LAWS(P&H)-1997-12-83

KITAB SINGH Vs. STATE OF HARYANA

Decided On December 08, 1997
KITAB SINGH Appellant
V/S
STATE OF HARYANA Respondents

JUDGEMENT

(1.) ACCORDING to the prosecution, on 29.8.1997, A.S.I. Prithvi Singh was present near Tramara bridge Sonali Road Panipat alongwith constable Parmod Kumar and other police personnel. The accused was sighted by them going on the Kacha road. Seeing the policemen stationed there, he tried to go back. A.S.I. Prithvi Singh became suspicious about his movements. He caught hold of him. The accused disclosed his name as Kitab Singh son of Mange Ram Balmiki, R/o Nizdghane Baba Ki Kutiya, Vikas Nagar, Panipat falling in PS Chandani Bagh, Panipat. He told Prithvi Singh that he was carrying a cotton bag. Prithvi Singh told him that he was suspecting the cotton bag as containing contraband and therefore, he would like to search it and if he so wishes, it could be searched in the presence of a gazetted officer or a magistrate. The accused, thereupon replied that he would like to be searched by a gazetted officer. He made statement to this effect before the A.S.I. Prithvi Singh. A wireless message was flashed to DSP City Panipat, who reached the spot and directed ASI, Prithvi Singh to carry out the search. On search, the cotton bag was found to be containing Charas weighing about 450 grams in a green-coloured polythene bag.

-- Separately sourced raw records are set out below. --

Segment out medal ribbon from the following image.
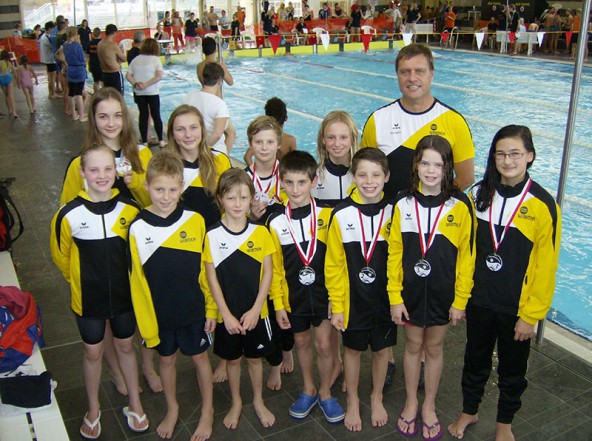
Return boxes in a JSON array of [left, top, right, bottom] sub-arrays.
[[252, 160, 282, 203], [414, 199, 445, 258], [489, 178, 532, 253], [357, 208, 385, 266], [286, 198, 318, 267]]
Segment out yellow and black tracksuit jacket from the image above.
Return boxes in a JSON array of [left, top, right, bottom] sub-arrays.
[[128, 206, 217, 348], [181, 149, 231, 228], [326, 191, 394, 330], [268, 200, 332, 316], [470, 176, 561, 324], [50, 190, 139, 318], [311, 160, 356, 207], [387, 189, 475, 327], [203, 219, 275, 322], [60, 145, 152, 207], [361, 99, 475, 196]]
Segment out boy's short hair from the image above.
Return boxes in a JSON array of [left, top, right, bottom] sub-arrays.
[[66, 26, 78, 40], [247, 116, 282, 145], [279, 151, 317, 181], [351, 147, 389, 176], [202, 62, 224, 86], [44, 21, 54, 31], [146, 151, 184, 184], [202, 37, 217, 56], [92, 27, 101, 37], [80, 145, 115, 169], [264, 97, 288, 125], [215, 168, 255, 211]]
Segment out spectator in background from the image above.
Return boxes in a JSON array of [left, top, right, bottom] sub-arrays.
[[40, 21, 60, 99], [184, 12, 200, 53], [286, 2, 295, 20], [97, 23, 126, 95], [171, 9, 184, 52], [163, 11, 172, 37], [219, 10, 231, 30], [13, 23, 22, 38], [231, 13, 241, 46], [509, 4, 520, 55], [208, 6, 220, 31], [33, 24, 43, 39], [351, 4, 362, 41], [237, 5, 246, 27], [78, 19, 91, 52], [439, 1, 448, 32], [88, 27, 102, 93], [154, 22, 169, 41], [294, 16, 309, 44], [319, 2, 331, 20], [127, 30, 145, 64], [278, 3, 287, 21], [406, 3, 422, 40]]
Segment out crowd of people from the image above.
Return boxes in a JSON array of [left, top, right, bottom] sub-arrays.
[[39, 35, 563, 441]]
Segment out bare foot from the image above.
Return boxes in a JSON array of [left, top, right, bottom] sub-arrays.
[[157, 407, 179, 439], [144, 369, 164, 393], [267, 365, 282, 391], [495, 422, 515, 441], [448, 412, 479, 439], [112, 375, 128, 396], [254, 401, 275, 428], [370, 396, 388, 427], [280, 350, 294, 373], [80, 410, 101, 438], [213, 359, 228, 383], [344, 399, 362, 432], [223, 402, 242, 429], [397, 401, 418, 435], [190, 409, 214, 441]]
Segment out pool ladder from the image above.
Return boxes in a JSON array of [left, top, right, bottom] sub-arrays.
[[440, 27, 459, 51]]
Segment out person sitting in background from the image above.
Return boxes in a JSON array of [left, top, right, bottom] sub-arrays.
[[13, 23, 22, 38], [334, 3, 344, 17], [293, 17, 309, 44]]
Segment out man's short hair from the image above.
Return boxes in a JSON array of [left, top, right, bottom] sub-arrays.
[[202, 37, 217, 56], [279, 151, 318, 181], [202, 62, 225, 86], [395, 43, 434, 72], [146, 151, 184, 184], [105, 24, 117, 36], [133, 30, 146, 44]]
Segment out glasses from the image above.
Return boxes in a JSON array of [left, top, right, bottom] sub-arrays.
[[494, 151, 527, 160]]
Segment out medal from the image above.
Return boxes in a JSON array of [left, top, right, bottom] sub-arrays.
[[252, 160, 282, 206], [487, 179, 532, 272], [286, 199, 318, 285], [414, 258, 431, 277], [115, 157, 131, 176], [359, 266, 376, 284], [414, 199, 445, 278], [357, 208, 386, 285], [299, 266, 316, 285]]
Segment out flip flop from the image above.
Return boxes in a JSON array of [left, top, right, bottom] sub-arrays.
[[396, 414, 418, 437], [80, 411, 101, 439], [122, 406, 149, 432], [422, 419, 443, 441]]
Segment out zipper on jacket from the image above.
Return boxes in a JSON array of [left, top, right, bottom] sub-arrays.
[[101, 213, 113, 316], [298, 216, 314, 315], [424, 205, 431, 326]]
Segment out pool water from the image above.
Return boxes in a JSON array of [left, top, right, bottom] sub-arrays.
[[124, 49, 592, 340]]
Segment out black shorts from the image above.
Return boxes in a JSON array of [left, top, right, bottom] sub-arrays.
[[154, 320, 211, 357], [75, 310, 136, 345], [45, 63, 57, 73], [289, 312, 328, 334], [342, 324, 397, 352], [101, 71, 124, 95], [68, 81, 85, 97], [89, 67, 102, 83], [214, 316, 273, 360]]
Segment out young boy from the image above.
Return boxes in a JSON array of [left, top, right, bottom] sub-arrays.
[[326, 147, 397, 432], [128, 151, 216, 441], [268, 151, 345, 423], [203, 168, 277, 430]]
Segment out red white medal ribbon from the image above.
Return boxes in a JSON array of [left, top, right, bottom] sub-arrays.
[[414, 199, 445, 258], [357, 208, 385, 266], [286, 198, 318, 267], [252, 160, 282, 203], [489, 178, 532, 252]]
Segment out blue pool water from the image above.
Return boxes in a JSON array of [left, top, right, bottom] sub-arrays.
[[124, 49, 592, 340]]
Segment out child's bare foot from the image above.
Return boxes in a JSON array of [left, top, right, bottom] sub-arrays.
[[344, 399, 362, 432], [280, 350, 294, 373], [157, 406, 179, 439], [223, 402, 242, 429], [213, 359, 228, 383], [370, 394, 388, 427], [143, 369, 163, 393], [448, 412, 478, 439], [266, 365, 282, 391], [112, 375, 128, 396], [190, 408, 214, 441], [495, 422, 515, 441], [254, 401, 275, 428]]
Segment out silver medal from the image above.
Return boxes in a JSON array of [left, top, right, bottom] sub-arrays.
[[486, 253, 503, 272], [414, 259, 431, 277], [299, 267, 315, 285], [115, 157, 131, 176], [359, 267, 376, 284]]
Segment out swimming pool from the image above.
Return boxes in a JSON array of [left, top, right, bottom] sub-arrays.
[[124, 49, 592, 340]]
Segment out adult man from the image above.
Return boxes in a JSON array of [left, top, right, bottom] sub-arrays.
[[97, 24, 126, 94], [39, 21, 60, 99], [406, 3, 422, 39], [207, 6, 219, 32], [126, 30, 145, 64], [183, 62, 230, 153], [361, 43, 475, 196]]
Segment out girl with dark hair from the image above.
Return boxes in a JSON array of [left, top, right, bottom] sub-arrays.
[[389, 135, 475, 440], [449, 125, 561, 441]]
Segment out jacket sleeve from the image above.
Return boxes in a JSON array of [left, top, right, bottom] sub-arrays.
[[325, 215, 347, 315], [519, 202, 562, 324], [268, 225, 287, 311], [60, 157, 84, 206], [128, 146, 152, 208], [386, 205, 404, 306], [200, 235, 219, 320], [128, 231, 161, 348], [452, 201, 475, 310], [49, 209, 72, 283], [360, 113, 377, 148]]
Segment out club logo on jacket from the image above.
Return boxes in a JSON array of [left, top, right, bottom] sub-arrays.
[[246, 240, 262, 253], [446, 214, 460, 227], [119, 218, 127, 225], [518, 205, 535, 221]]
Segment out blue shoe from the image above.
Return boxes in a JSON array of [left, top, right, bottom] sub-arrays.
[[289, 393, 318, 419], [318, 395, 345, 423]]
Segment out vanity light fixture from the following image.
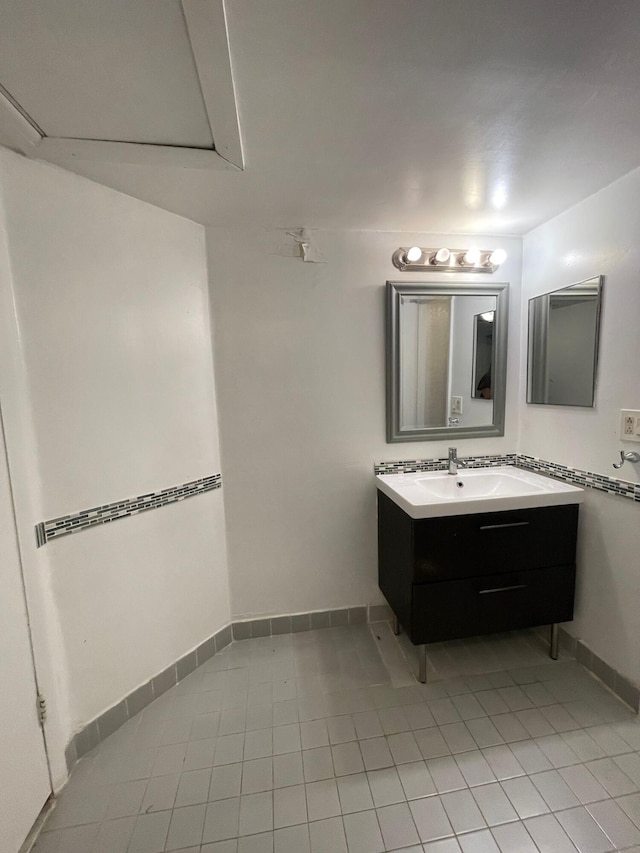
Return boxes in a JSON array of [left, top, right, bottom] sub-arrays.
[[461, 248, 481, 266], [392, 246, 507, 274], [489, 248, 507, 266]]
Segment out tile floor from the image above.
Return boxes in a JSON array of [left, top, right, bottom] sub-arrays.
[[33, 623, 640, 853]]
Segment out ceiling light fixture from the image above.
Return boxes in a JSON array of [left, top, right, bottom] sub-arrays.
[[392, 247, 507, 274]]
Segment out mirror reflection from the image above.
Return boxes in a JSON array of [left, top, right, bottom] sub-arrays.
[[472, 311, 494, 400], [527, 276, 603, 407], [387, 282, 509, 442], [399, 295, 497, 429]]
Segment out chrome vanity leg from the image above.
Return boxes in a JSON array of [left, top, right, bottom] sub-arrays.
[[418, 645, 427, 683], [550, 624, 559, 660], [392, 614, 401, 636]]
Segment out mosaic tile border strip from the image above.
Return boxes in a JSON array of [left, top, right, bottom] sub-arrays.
[[35, 474, 222, 547], [516, 454, 639, 502], [374, 453, 517, 475], [375, 453, 639, 502]]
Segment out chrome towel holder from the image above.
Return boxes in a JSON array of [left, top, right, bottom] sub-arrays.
[[613, 450, 640, 469]]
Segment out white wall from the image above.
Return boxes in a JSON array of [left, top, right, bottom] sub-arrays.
[[0, 404, 51, 852], [207, 228, 522, 619], [0, 148, 230, 785], [521, 166, 640, 686]]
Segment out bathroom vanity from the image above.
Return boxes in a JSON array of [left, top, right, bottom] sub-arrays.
[[376, 466, 584, 681]]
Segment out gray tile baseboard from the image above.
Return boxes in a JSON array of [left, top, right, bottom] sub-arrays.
[[558, 626, 640, 711], [533, 624, 638, 712], [228, 610, 639, 714], [64, 604, 388, 774], [65, 622, 232, 772], [230, 605, 376, 640]]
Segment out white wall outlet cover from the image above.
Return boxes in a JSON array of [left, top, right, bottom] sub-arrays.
[[619, 409, 640, 442], [451, 396, 463, 414]]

(2.) IT has been submitted by learned counsel for the petitioner that there has not been strict compliance with the provisions of Section 50 of the Narcotic Drugs and Psychotropic Substances Act, 1985 inasmuch as A.S.I. Prithvi Singh did not send for a Magistrate or a gazetted officer of some other Department, if he were really so earnest. He should not have sent for D.S.P., who is none else, but one from the police force. It has been submitted by the learned counsel that the object of the Legislature while enacting Section 50 of the NDPS Act was to give assurance to the accused that there will not be any false implication, and that assurance was a must when the Legislature provided 10 years, imprisonment and fine up to Rs. One lakh in the minimum, for these offences. It has also been submitted that when the Legislature intends that a particular thing should be done in a particular manner, it has to be done in that manner and in no other whatsoever. Further that the recovery has not been witnessed by any independent witness. It has been witnessed only by A.S.I. Prithvi Singh and the D.S.P. City Panipat. It has been further submitted that things would have been different if the recovery had been witnessed by some independent witnesses. In this case, thus, it is open to debate whether there has been compliance with the provisions of Section 50 of the NDPS Act in the spirit in which the Legislature intended that it should be complied with or whether the compliance was only a ritual and a formality.